I.e., replaces functionality that previously only poorly served by video search sources.
** Removes video search sources from search sources.
** Add Library class with init method to make it easier to initialize Yioop when used with Composer.
** Under Page Options have a toggle to control whether phrase extraction rather than just term extraction always done.
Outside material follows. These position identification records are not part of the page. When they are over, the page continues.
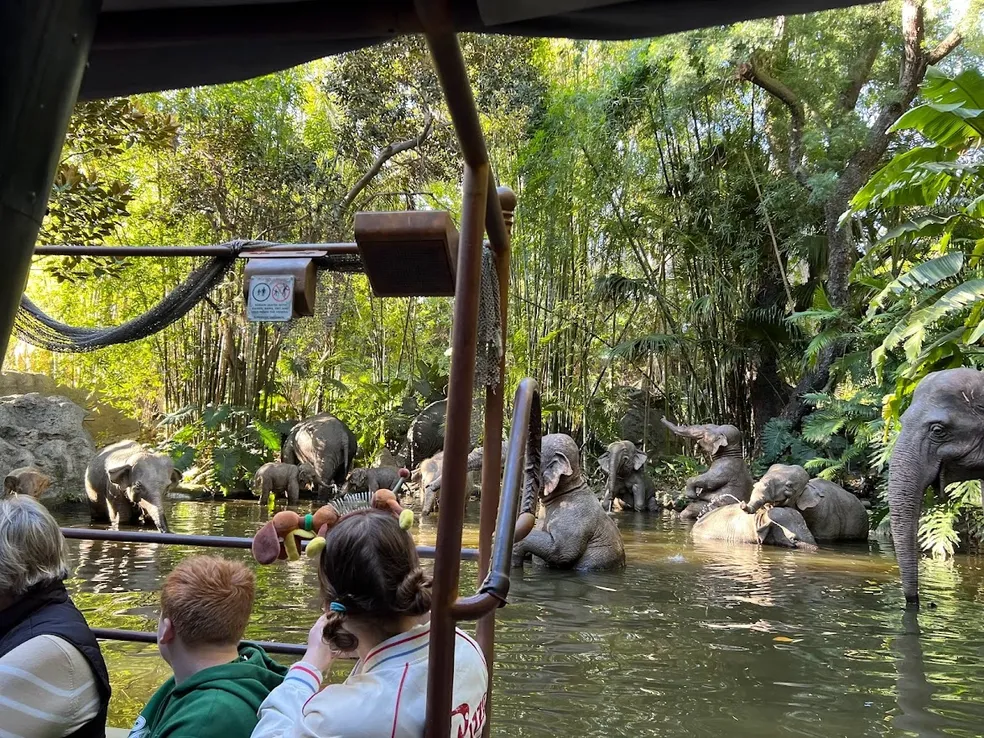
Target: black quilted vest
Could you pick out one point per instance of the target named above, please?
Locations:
(47, 610)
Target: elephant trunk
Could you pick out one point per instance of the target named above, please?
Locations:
(156, 514)
(430, 497)
(907, 481)
(753, 505)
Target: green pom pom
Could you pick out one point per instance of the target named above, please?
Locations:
(315, 547)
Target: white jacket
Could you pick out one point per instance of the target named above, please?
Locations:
(385, 696)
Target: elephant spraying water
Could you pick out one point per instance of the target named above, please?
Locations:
(727, 480)
(575, 532)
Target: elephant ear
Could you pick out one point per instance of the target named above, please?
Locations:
(809, 497)
(763, 523)
(715, 442)
(120, 475)
(559, 466)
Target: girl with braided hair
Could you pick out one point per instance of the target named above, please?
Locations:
(376, 606)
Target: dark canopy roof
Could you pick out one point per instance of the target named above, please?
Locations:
(146, 45)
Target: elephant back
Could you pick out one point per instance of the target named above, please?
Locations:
(325, 442)
(426, 434)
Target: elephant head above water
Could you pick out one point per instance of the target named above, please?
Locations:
(574, 533)
(831, 512)
(627, 479)
(727, 480)
(941, 441)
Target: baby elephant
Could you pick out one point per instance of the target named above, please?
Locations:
(832, 513)
(772, 526)
(367, 481)
(280, 478)
(627, 480)
(27, 480)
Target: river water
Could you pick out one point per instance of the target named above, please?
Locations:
(690, 640)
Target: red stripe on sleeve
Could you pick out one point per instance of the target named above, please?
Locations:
(399, 693)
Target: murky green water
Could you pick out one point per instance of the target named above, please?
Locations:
(691, 640)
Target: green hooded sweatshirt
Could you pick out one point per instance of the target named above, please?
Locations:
(217, 702)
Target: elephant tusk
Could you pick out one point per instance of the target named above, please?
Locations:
(524, 524)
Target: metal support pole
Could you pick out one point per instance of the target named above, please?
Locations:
(492, 457)
(44, 45)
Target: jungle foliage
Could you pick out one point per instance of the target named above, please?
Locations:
(775, 224)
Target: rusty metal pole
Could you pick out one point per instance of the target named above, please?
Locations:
(492, 457)
(44, 45)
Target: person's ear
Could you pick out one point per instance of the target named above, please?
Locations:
(165, 631)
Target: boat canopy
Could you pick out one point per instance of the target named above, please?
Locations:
(150, 45)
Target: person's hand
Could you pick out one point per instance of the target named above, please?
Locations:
(319, 654)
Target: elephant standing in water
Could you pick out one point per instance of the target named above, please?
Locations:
(367, 481)
(277, 478)
(575, 532)
(429, 475)
(727, 480)
(327, 444)
(941, 442)
(126, 483)
(627, 479)
(831, 512)
(773, 526)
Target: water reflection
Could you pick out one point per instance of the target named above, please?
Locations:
(690, 640)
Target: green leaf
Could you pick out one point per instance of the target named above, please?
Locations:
(926, 274)
(269, 435)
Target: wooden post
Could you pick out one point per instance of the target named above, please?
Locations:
(492, 456)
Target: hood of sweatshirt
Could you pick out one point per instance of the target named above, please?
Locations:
(250, 677)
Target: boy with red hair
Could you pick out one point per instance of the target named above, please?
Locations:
(218, 684)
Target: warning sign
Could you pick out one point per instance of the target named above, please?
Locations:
(271, 298)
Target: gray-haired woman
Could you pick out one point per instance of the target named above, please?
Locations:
(53, 680)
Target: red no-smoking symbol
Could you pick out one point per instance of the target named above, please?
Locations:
(281, 292)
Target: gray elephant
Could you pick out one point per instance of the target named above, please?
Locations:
(941, 442)
(727, 480)
(327, 444)
(429, 476)
(278, 478)
(27, 480)
(126, 483)
(771, 526)
(831, 512)
(627, 480)
(367, 480)
(575, 532)
(426, 434)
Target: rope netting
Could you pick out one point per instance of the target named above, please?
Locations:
(489, 351)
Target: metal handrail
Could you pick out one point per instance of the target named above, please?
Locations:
(524, 446)
(143, 536)
(138, 636)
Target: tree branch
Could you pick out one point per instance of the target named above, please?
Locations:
(751, 71)
(862, 69)
(384, 156)
(945, 47)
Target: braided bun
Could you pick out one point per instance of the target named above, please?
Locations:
(413, 596)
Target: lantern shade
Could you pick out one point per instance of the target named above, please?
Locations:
(408, 254)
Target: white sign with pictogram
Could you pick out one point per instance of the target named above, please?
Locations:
(271, 298)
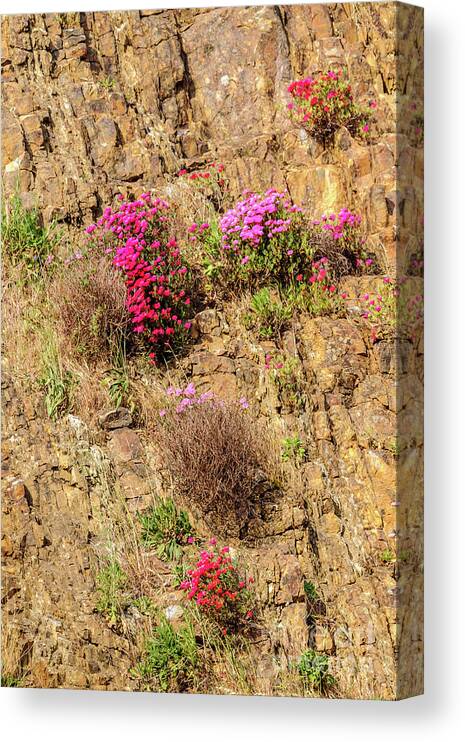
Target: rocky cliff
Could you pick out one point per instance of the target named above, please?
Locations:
(101, 103)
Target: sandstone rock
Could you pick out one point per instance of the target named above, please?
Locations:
(291, 582)
(115, 418)
(294, 638)
(125, 445)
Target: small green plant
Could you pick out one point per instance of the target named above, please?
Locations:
(107, 83)
(111, 586)
(314, 671)
(310, 590)
(268, 317)
(287, 375)
(117, 380)
(166, 528)
(313, 300)
(11, 681)
(387, 556)
(171, 657)
(210, 241)
(293, 450)
(26, 241)
(56, 381)
(144, 605)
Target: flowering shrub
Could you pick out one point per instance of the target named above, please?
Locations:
(136, 234)
(396, 310)
(270, 239)
(215, 584)
(214, 451)
(325, 103)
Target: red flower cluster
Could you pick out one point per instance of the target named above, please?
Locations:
(216, 586)
(136, 233)
(321, 274)
(213, 169)
(324, 104)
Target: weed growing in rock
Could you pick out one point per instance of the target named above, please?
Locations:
(324, 103)
(292, 449)
(27, 242)
(113, 598)
(171, 657)
(216, 453)
(56, 381)
(286, 373)
(314, 671)
(268, 316)
(90, 306)
(166, 529)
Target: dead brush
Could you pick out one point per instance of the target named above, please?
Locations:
(218, 457)
(90, 303)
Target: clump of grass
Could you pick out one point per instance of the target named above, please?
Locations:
(217, 454)
(165, 528)
(292, 449)
(117, 380)
(313, 668)
(313, 300)
(90, 303)
(310, 590)
(56, 381)
(387, 556)
(286, 372)
(27, 242)
(171, 657)
(113, 598)
(268, 317)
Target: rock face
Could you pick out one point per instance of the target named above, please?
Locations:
(334, 527)
(101, 103)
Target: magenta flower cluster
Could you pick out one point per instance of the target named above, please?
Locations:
(136, 234)
(256, 218)
(339, 224)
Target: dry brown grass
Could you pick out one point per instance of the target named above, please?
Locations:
(216, 454)
(90, 308)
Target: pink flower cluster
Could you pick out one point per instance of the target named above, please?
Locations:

In most circumstances, not using phrase extraction gives faster and better indexing.
** Remove two copies of dictionary info, one in IndexShard and one in IndexDictionary, thus, making for smaller indexes.
** Cache pages now stored with summary in same object allowing more compression if keeping cache of whole pages
** Removes materialized metas and largely unused thesaurus functionality.
*'''Group and Wiki System'''
** Adds a seen media indicator in media lists, which can be user reset.
** Improved inter-group links.
** If wiki url has 360 in path, checks for 360 images and adds an enter VR button to view them.
** Media updater now has a job that allows periodic downloading of podcasts to a wiki page.
** Time zone, Cookie name, and Session token now set under Security rather than Appearance, time
before autologout now controllable by admin using dropdown.